Nielsen and Chuang -- Chapter 11
(11.8)
Let $X, Y$ be i.i.d random variables uniformly distributed over set ${0, 1}$. Hence,
\[H(X) = H(1/2) = 1 = H(Y)\\ H(X,Y) = - 4 [ 1/4 \log (1/4)] = 2\\ H(X \mid Y) = H(X, Y) - H(Y)\\ = 2 - 1 = 1 \\= H(Y \mid X) \\ I(X : Y) = H(X) - H(X \mid Y)\\ = 0\\\]Now, let $Z = X \oplus Y$. Then,
\[H(Z) = H(1/2) = 1 \\ H(X, Y, Z) = - 4 [ 1/4 \log (1/4)] = 2 \\ H(X,Y \mid Z) = H(X, Y, Z) - H(Z)\\ = 1\\ I(X, Y : Z) = H(X, Y) - H(X, Y \mid Z) \\ = 2 - 1 = 1\]Furthermore,
\[H(X, Z) = 2\\ H(X \mid Z) = H(X, Z) - H(Z)\\ = 2 - 1 = 1 \\ I(X : Z) = H(X) - H(X \mid Z) \\ = 1 - 1 = 0\]Similarly, $I(Y:Z) = 0)$.

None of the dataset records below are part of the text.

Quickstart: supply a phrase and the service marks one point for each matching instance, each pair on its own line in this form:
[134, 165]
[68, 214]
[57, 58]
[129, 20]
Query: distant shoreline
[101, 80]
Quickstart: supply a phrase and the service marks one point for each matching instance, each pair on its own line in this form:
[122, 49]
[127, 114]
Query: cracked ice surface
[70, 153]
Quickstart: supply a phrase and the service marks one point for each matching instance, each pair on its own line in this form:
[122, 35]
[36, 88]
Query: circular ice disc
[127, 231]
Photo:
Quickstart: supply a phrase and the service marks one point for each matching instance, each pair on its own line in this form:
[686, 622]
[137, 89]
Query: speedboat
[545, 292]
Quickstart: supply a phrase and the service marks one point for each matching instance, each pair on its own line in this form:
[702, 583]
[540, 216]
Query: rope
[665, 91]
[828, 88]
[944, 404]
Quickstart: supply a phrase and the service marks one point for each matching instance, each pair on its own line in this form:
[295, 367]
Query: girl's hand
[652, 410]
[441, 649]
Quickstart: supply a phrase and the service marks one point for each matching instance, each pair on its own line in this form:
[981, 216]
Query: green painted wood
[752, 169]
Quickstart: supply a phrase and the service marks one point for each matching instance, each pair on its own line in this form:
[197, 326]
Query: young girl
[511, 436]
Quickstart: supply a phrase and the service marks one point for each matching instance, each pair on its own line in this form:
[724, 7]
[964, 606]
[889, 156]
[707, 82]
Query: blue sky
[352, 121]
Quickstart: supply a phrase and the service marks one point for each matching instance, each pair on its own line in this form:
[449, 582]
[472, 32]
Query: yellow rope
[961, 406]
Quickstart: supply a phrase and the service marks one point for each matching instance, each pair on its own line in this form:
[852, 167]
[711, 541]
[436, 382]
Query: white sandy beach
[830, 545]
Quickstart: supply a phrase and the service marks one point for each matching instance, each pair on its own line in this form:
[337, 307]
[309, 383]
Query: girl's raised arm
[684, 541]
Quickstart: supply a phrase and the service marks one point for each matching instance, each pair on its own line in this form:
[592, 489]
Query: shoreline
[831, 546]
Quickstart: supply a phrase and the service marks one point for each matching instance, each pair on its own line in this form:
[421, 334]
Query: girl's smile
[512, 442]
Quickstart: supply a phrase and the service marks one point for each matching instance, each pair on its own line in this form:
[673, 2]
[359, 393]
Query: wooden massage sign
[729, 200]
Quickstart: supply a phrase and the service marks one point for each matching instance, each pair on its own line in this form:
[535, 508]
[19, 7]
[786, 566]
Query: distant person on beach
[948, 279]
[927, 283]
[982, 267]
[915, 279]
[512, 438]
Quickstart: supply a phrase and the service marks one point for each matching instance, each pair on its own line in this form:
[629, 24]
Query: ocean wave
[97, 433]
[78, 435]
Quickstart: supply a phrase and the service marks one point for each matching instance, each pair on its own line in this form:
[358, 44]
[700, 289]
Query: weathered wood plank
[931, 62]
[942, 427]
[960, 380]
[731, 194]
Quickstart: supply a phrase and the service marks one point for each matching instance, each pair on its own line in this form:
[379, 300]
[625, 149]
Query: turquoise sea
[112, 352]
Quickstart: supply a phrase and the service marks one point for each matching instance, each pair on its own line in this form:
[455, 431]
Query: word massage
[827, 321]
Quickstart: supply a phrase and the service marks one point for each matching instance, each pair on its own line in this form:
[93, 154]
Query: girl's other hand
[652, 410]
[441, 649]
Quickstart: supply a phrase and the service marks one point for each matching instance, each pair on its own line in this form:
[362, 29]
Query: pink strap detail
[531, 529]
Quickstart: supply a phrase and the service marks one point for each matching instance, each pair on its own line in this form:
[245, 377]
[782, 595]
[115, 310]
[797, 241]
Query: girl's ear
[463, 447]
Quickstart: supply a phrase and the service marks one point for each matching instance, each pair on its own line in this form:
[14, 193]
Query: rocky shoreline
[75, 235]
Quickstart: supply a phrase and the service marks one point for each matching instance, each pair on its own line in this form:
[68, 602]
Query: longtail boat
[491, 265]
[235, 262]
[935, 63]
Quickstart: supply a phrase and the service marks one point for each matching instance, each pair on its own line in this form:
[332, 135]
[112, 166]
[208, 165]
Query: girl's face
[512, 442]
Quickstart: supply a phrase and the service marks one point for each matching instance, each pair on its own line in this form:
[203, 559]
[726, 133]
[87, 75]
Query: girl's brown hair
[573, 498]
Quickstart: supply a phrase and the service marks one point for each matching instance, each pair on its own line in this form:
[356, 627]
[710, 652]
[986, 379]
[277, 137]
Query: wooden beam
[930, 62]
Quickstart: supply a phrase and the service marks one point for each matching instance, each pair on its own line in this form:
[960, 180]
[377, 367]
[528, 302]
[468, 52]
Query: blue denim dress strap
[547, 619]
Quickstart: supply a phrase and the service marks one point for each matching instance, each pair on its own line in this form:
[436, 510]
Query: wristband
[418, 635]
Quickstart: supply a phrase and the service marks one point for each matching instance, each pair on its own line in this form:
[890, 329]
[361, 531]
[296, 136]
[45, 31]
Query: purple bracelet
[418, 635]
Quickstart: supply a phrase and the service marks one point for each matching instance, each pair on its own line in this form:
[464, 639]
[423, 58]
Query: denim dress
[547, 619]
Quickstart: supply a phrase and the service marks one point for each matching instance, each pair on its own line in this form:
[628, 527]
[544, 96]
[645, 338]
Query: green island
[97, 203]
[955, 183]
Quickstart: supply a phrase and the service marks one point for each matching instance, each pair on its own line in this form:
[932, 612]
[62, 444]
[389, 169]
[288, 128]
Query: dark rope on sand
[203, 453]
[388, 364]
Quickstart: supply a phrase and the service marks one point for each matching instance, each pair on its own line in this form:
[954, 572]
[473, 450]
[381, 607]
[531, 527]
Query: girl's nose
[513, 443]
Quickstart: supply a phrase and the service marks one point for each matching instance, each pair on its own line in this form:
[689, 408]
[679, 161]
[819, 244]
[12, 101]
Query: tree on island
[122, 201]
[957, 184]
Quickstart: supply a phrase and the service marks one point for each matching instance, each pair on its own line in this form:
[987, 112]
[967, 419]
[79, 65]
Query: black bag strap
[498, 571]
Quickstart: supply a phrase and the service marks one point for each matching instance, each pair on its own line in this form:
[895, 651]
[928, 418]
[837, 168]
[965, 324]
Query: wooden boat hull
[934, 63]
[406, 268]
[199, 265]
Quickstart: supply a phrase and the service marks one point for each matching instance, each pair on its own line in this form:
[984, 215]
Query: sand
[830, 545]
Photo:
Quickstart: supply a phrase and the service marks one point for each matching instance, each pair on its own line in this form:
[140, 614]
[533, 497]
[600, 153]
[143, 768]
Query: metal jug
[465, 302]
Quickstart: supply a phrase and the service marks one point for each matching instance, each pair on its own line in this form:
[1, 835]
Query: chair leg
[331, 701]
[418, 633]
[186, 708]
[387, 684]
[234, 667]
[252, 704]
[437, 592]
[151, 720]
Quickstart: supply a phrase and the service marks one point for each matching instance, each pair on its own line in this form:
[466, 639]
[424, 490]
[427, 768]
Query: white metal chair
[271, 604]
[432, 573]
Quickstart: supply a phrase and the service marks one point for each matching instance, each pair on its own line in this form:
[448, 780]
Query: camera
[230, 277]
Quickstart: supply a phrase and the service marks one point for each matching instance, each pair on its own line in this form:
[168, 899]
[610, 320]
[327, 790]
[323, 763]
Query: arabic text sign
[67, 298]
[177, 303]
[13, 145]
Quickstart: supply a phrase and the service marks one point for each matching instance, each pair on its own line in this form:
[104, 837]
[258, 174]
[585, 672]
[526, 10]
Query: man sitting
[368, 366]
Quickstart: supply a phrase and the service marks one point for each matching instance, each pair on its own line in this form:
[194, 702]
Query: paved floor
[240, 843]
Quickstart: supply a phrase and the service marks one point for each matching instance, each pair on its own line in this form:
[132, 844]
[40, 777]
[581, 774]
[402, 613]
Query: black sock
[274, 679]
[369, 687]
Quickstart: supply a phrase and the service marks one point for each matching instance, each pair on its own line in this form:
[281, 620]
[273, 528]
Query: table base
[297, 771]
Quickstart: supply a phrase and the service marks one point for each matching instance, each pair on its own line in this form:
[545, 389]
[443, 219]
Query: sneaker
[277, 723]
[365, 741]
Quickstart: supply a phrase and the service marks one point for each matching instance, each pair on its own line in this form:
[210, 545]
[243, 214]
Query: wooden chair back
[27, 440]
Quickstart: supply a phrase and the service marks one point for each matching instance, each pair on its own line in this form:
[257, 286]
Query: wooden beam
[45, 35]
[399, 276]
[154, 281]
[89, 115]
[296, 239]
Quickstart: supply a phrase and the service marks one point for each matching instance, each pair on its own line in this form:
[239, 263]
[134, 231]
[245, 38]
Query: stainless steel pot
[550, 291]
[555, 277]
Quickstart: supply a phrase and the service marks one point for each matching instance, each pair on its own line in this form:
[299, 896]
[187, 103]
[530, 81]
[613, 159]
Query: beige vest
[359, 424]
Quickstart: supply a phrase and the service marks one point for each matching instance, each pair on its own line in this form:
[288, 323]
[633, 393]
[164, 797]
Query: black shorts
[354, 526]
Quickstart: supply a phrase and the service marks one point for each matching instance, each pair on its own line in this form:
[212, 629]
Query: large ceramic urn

$\therefore$ $I(X:Z) + I(Y:Z) < I(X, Y : Z)$ in this case.
Thinking through this problem intuitively, it just says that if we’ve specified both $X,Y$, then we don’t need to send a bit for $Z$ through our channel since we can compute its value readily. However, if we send just $X$ or $Y$, the XOR function provides uniform outcomes across $Z$.
(11.9) Let r.v. $X_1$ be uniformly distributed across ${ 0, 1}$. Furthermore, require that $X_2 = Y_2 = Y_1 = X_1$ (identically).
In this case,
\[H(X_1 \mid Y_1 ) = H(X_1, Y_1) - H(Y_1) \\ = H(1/2) - H(1/2) = 0 \\ I(X_1 : Y_1) = H(X_1) - H(X_1 \mid Y_1) \\ 1 - 0 = 1 \\ = I(X_2 \mid Y_2)\]However,
\[H(X_1, X_2 \mid Y_1, Y_2 ) = H(X_1, X_2, Y_1, Y_2) - H(X_1, X_2) \\ = H(1/2) - H(1/2) = 0 \\ I(X_1 : Y_1) = H(X_1, X_2) - H(X_1, X_2 \mid Y_1, Y_2) \\ = 1 - 0 = 0\]$\therefore$ $I(X_1 : Y_1) + I(X_2 : Y_2) > I(X_1, X_2 : Y_1, Y_2)$ in this case.
Intuitively, the random variables are distributed identically, so we always only need a single bit to communicate their distribution across a channel. Hence, there will always be a single bit of mutual information across the r.v.’s since their conditional entropy will be zero bits (we know everything we need to know given one variable’s value) and their joint entropy will be a single bit.
Conclusion from the above two exercises: mutual information is neither sub-additive nor super-additive.